Se propuso demolerlo ella misma.

Compró ilegalmente un cargamento de pólvora y un poco de detonantes. Los ubicó en las bases ella sola, cuando la noche reinaba sobre la ciudad, las activó con un fosforo que besó antes de arrojar. Hizo volar al puto puente hasta el infierno.

Eso fue lo que la condenó.

Rápidamente la llevaron a la cárcel, no se defendió ni trató de mentir que no había sido ella, simplemente se entregó a la policía, fue hasta la estación y confesó haber sido la autora del crimen. Escupió en todas las caras de todos los hombres que pudo.

La detuvieron en el pueblo y no la condenaron ni la enviaron a la cárcel de mujeres de Hoheneck* porque su padre tenía influencias. La encerraron en una celda hasta que pensaran qué hacer con ella.

Pero no tuvieron tiempo para pensar porque, a la semana del evento del puente, estalló la Segunda Guerra Mundial. La guerra hizo que el alcalde se olvidara de construir otro puente, además, en tiempos bélicos es más difícil transportar materiales como cemento.

Con el transcurso del tiempo, su pueblo fue uno de los primeros en ser atacado y la ayuda no tuvo tiempo a llegar porque no había manera de atravesar el río.

Ese puente hubiera salvados cientos de vidas, pero no pudo porque había sido demolido.

No es culpa de Jenell, ella no sabía, de otro modo me dijo que hubiera demolido el puente mucho antes porque nadie en el pueblo merecía la puta pena de salvarse.

Nadie a excepción de Volker.

Luego del ataque ella pudo escapar de prisión porque la reja se había doblado por el impacto de una bomba. Comprobó que había sido una de las únicas sobrevivientes porque la celda subterránea la había salvado.

Caminó descalza por la calle, azorada, era como si apareciera en un mundo de humo, polvo y cenizas donde no existían los jardines y donde los edificios eran un revoltijo de piedras. Avanzó hasta su casa y en el camino se encontró con el cuerpo de Volker.

Al principio no lo reconoció y cuando lo hizo... crac. El sonido de un alma que se hunde, dijo que fue un sonido dulce y corto como una piedra cayéndose a un pozo.

Estaba tirado sin gracia, gris por el humo y el polvo que lo enterraban indiscriminadamente, pero era él.
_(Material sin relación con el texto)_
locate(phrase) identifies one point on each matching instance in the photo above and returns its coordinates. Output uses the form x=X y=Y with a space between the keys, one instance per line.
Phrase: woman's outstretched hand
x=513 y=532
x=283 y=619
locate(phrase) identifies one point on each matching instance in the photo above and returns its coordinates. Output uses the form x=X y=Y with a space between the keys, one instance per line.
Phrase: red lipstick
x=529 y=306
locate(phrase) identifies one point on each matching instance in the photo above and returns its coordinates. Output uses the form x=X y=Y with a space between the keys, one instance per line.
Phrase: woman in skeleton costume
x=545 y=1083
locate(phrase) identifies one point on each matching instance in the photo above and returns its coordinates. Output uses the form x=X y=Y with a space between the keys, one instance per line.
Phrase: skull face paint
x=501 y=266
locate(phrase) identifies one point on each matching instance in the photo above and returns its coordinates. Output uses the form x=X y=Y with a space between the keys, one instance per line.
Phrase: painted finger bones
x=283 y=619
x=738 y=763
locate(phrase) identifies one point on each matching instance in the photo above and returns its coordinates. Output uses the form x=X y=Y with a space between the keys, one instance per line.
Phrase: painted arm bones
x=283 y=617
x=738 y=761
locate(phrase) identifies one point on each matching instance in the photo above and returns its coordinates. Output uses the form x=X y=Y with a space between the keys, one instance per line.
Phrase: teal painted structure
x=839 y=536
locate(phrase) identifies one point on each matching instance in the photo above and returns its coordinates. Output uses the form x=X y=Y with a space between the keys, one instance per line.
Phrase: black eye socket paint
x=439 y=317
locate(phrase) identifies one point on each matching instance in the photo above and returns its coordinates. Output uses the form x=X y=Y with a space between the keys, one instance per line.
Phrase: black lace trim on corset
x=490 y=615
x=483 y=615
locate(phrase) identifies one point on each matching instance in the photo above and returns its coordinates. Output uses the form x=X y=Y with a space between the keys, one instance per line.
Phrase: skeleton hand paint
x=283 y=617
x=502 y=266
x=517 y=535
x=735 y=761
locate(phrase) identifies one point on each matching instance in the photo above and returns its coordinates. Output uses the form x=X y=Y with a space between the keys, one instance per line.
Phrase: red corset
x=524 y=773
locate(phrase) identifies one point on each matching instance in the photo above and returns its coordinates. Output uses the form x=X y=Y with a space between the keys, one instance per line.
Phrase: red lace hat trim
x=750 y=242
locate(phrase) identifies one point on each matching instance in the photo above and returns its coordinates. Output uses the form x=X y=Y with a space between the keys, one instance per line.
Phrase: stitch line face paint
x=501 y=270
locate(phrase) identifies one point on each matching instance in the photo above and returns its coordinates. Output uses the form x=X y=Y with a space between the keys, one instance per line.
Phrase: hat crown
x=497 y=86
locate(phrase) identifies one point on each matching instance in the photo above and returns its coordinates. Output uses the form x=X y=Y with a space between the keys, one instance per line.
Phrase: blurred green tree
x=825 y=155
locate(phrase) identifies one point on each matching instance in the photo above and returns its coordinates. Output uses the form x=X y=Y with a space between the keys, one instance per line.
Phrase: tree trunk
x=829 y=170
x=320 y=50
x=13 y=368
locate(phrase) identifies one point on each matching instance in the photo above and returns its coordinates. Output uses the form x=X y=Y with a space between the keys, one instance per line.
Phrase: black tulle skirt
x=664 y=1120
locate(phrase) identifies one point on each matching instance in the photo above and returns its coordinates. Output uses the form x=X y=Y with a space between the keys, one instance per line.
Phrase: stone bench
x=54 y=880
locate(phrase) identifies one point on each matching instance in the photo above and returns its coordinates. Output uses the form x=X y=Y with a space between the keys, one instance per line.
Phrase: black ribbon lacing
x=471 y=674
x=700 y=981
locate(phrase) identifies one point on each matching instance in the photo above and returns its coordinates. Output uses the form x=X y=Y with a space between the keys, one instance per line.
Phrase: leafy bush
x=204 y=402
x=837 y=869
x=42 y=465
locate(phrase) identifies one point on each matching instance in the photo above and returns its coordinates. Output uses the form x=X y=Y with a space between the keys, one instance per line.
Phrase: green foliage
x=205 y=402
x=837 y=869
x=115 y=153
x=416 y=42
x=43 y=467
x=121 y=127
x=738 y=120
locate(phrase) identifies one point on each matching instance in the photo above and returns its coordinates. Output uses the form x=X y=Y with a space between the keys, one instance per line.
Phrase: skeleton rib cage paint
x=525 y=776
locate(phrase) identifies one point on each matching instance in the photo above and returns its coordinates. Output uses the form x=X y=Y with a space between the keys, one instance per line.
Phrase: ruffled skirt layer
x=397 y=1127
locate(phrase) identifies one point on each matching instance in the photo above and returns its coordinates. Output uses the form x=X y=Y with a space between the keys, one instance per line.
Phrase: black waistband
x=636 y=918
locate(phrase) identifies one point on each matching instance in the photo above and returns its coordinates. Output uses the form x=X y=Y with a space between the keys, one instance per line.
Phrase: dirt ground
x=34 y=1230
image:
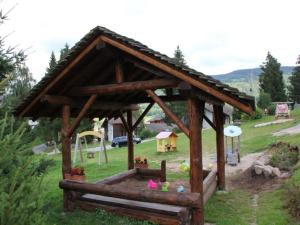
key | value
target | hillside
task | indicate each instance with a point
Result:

Su gorra descansaba a unos metros, chamuscada, las noticias del día estaban dispersas por el suelo y algunas revoloteaban por el aire como si fueran mariposas blancas o polillas.

Nunca supe si el amor fue lo que reinó el mundo de Volker, pero el odio fue lo que acabó con él.

Jenell sintió de repente toda la culpa, se inclinó sobre el cuerpo de su único amigo y lo lloró hasta que se le cayeron los ojos, o al menos ella sintió eso.

Se hizo de noche y se dio cuenta de que no podía llorar más. Fue hasta su casa, arrancó todas las rosas, las juntó en una canasta, las despellejó y arrojó los pétalos encima del cuerpo inerte de Volker hasta que no quedó forma de él.

Se sorprendió con la facilidad que se desprendió de sus rosas, creyó que eran su felicidad, tal vez lo eran, pero su felicidad se deslizó suavemente de sus dedos y enterró un cadáver difuso. Ella descuartizó su alegría, la hizo añicos, la profanó y repudió cuando terminó, se tiró a su lado.

No me equivoqué, esta no es una historia romántica, pero sí es una historia de amor. Porque hay sonrisas, respeto y anhelo, porque no sigue las reglas y porque no tiene un final feliz.

Creo que Jenell no se volvió a mover y falleció tendida en la calle, junto al cadáver Volker, la venció la fatiga, el frío o la sed. Tal vez un ángel le robó su alma porque era inútil que siguiera allá abajo estando tan muerta, no lo sé. Ella nunca me contó el final de la historia. Al preguntarle se enojaba y evadía el tema, a veces pensaba que ella seguía acostada en esa calle.




* fue un centro penitenciario ubicado en Stollberg/Erzgeb., Sajonia, célebre por su uso como cárcel femenina para disidentas del régimen de la República Democrática Alemana. Los nazis la utilizaron de manera temporal en 1933 para albergar a presos políticos, aunque posteriormente continuó siendo utilizada para convictos regulares.